A similar situation arose in 2014, when drag queen Conchita Wurst won the competition as Austria’s representative. Many celebrated with her, penning her as a symbol for acceptance and authenticity in Europe today. Notoriously anti-gay Russian politician Vitaly Milonov, however, was not pleased with Wurst’s entry in the competition and eventual victory. He wrote a letter to the Eurovision selection committee asking them not to send any Russian performers to the competition that year, arguing that Russia’s participation would “contradict the path of cultural and moral renewal that Russia stands on today”, calling the competition a “Europe-wide gay parade”. Eurovision has long been on Milonov’s radar, with him calling for a ‘Russiavision’, a competition which upholds the countries traditional values. This could actually be a reality in the future, as Putin has also called for the revival of Intervision, the Soviet version of Eurovision which ran between 1977 and 1981. A revival was called for in 2014 after Wurst’s victory, but was postponed and has not yet been realised. Despite the uproar caused by Milonov, the Austrian performance was broadcast throughout the country and Wurst won a large number of votes from Russian fans.

The answer to why Russia is so concerned with other countries and their Eurovision entries lies not in their threat of competition, but in their gay propaganda law. Russia’s gay propaganda law was brought into play in 2013, and it bans the promotion of homosexuality to those under the age of 18. It has been justified as a means of protection of their youth from the homosexual influence. There has been global outrage at the implementation of this law, the most recent being from the European Court of Human Rights in Strasbourg last year which ruled that the law “reinforced stigma and prejudice and encouraged homophobia” in Russia, and goes against the level of equality a democratic society should possess. They also found that three Russian activists, who staged peaceful protests against the law, were fined and had their freedom of expression compromised. Despite this, Putin continues to defend his law by stating that it protects the countries’ traditional values and shields his citizen’s from the “so-called tolerance” of the West.

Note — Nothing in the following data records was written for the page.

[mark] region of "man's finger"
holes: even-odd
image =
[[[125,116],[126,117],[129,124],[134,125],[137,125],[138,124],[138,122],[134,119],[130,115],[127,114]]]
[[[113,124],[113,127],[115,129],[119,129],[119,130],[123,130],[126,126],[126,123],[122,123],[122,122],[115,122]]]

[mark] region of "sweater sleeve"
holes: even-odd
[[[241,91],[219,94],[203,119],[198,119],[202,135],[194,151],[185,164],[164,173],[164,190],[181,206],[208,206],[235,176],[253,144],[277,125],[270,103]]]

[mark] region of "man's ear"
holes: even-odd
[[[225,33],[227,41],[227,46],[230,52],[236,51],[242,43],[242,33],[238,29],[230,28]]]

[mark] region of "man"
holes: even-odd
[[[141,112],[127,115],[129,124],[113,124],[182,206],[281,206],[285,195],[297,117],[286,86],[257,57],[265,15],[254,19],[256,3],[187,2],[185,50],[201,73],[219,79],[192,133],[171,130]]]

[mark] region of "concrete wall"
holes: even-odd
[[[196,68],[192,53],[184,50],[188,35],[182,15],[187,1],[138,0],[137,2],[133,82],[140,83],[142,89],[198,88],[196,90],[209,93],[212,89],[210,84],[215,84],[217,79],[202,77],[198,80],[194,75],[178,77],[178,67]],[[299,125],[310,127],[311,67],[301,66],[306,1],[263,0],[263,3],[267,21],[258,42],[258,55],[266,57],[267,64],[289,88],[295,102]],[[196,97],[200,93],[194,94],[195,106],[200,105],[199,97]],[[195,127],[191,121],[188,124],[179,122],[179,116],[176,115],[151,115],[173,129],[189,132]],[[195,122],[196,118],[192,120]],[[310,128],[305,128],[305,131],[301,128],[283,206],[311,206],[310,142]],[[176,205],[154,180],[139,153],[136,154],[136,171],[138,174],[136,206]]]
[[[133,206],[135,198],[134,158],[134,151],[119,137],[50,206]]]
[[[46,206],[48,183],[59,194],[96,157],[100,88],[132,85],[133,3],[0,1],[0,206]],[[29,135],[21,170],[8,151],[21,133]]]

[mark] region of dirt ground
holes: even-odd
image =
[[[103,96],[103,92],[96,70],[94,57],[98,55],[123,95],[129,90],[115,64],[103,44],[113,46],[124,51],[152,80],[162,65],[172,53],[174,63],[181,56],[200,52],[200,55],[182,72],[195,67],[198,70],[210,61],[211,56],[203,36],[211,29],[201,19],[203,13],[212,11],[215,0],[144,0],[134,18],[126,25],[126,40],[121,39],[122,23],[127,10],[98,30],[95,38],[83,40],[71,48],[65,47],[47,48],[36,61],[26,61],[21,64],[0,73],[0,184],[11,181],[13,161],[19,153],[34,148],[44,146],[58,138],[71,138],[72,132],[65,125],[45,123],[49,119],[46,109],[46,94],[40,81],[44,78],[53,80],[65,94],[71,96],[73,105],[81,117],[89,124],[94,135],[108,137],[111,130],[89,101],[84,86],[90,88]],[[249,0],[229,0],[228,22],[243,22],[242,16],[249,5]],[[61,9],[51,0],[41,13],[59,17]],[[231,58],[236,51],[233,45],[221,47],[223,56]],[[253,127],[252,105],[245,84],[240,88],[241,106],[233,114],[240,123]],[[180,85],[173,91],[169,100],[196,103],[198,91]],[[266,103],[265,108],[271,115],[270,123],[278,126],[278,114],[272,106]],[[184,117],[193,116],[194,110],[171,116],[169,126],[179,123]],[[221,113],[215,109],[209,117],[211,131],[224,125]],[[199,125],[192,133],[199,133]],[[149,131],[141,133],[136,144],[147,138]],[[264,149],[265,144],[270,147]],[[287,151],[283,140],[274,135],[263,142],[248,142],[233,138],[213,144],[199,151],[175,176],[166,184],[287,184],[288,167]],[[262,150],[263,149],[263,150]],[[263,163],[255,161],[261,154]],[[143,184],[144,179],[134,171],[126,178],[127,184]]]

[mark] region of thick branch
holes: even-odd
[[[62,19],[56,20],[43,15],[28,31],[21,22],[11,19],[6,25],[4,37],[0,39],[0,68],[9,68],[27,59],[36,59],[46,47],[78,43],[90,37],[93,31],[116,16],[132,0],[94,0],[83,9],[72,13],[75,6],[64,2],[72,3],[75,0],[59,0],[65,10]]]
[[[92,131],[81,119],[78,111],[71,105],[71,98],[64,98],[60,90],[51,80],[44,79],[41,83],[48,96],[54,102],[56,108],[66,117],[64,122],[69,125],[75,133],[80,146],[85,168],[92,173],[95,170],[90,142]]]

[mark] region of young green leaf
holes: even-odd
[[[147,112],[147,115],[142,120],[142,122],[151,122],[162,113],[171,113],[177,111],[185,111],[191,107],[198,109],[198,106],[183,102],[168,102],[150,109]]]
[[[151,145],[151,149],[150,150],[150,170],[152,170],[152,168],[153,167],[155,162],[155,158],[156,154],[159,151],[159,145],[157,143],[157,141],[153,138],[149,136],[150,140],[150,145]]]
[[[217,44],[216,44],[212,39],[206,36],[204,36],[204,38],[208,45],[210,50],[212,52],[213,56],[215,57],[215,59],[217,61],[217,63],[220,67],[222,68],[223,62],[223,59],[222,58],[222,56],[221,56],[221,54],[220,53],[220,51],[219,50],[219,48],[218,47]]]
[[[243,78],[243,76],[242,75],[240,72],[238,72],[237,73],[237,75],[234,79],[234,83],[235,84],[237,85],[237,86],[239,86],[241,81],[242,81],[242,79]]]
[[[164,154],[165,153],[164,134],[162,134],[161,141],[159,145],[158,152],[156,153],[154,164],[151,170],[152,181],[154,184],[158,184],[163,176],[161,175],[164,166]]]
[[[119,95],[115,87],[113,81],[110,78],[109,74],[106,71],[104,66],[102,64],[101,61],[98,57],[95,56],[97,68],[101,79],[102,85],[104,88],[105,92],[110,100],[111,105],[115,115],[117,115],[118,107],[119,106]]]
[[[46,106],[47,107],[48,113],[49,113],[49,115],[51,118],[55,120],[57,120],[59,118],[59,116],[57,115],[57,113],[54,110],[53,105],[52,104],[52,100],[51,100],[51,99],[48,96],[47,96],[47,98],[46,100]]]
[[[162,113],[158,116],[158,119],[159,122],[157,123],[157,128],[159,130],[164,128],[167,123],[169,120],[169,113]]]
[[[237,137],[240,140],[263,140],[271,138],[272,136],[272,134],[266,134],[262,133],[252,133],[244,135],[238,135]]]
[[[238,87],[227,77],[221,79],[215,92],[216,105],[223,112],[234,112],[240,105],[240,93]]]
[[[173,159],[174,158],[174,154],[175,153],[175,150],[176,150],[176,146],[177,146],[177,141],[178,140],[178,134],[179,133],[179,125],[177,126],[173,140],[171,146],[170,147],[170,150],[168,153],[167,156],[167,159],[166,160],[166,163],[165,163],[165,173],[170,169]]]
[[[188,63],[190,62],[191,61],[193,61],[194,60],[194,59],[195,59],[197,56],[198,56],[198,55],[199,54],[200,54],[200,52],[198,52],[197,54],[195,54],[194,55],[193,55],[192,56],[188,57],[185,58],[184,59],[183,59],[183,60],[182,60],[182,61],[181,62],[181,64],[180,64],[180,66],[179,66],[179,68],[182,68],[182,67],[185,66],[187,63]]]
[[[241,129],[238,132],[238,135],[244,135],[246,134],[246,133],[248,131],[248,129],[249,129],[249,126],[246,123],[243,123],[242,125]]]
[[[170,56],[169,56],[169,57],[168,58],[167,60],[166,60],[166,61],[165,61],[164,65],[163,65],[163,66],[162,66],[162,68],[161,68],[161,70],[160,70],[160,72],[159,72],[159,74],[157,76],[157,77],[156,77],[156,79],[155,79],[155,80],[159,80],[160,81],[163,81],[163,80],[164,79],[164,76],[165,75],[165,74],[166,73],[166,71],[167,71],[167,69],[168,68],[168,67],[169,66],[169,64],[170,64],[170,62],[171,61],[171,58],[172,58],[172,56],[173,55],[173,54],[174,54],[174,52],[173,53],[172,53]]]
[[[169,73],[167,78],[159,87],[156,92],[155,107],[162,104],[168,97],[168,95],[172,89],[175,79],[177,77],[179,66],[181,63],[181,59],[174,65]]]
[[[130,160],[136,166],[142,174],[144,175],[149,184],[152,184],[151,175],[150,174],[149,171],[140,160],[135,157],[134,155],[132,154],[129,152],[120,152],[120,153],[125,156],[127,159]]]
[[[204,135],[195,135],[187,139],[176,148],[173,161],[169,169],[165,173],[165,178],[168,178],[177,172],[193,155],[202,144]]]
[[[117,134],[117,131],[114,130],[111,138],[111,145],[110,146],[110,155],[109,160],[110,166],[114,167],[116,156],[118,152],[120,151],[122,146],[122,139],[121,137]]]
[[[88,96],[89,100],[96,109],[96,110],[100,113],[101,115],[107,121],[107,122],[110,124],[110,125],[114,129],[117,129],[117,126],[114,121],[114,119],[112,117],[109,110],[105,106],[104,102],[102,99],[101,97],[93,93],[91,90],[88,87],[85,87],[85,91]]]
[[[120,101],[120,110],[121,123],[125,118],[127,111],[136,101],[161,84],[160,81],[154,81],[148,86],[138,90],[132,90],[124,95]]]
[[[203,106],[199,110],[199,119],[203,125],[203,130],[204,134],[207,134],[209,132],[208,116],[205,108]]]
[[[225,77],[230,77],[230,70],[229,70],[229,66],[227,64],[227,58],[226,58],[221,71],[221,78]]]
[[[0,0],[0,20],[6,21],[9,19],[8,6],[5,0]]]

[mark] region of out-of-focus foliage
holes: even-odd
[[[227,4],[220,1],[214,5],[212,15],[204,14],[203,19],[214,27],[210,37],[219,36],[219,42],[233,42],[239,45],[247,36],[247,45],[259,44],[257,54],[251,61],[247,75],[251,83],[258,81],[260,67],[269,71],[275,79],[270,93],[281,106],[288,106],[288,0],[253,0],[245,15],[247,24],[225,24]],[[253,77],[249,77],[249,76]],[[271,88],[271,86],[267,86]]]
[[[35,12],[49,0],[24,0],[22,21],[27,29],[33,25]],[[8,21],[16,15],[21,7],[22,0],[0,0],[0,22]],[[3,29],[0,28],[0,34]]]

This ruling from the Court came amidst news of extreme violence against gay men in the Russian federal subject of Chechnya. Police in Chechnya rounded up, beat and humiliated any men that were suspected of being gay, in an effort to rid them from Chechen society. The ‘purge’ as it has been named started in February 2017 and continued to April, with men being captured and held in secret locations for days and weeks at a time. They were tortured in an effort to obtain information about other men in the community who were known to be gay. While some men are thought to still be in captivity, others were delivered back to their families with their sexual orientations exposed, and the police encouraged the families to commit “honour killings”. These events sound like something that could only come to life in a horror movie, but unfortunately for some this is their nightmarish reality of not being accepted in their own country.

This is not an isolated incident. Since the banning of gay propaganda, hate crimes towards gay, lesbian, bisexual and transgender communities have doubled, with murders topping the list as the most committed crime. Svetlana Zakharova, a board member with the Russian LGBT network, says that these hate criminals have become more offensive and less afraid, as they now feel like the government is on their side. The propaganda ban has stopped gay pride marches, detained gay rights activists as we have already seen, and has increased violence towards a portion of the population who now feel as though they are not protected.

Comparing the seriousness of the situation in Russia to the light-hearted entertainment of the Eurovision, perhaps Putin and his colleagues should put more energy into focusing on the violence and murders happening right under their noses rather than performers across the waters that are trying to promote acceptance, diversity and fun on the global stage.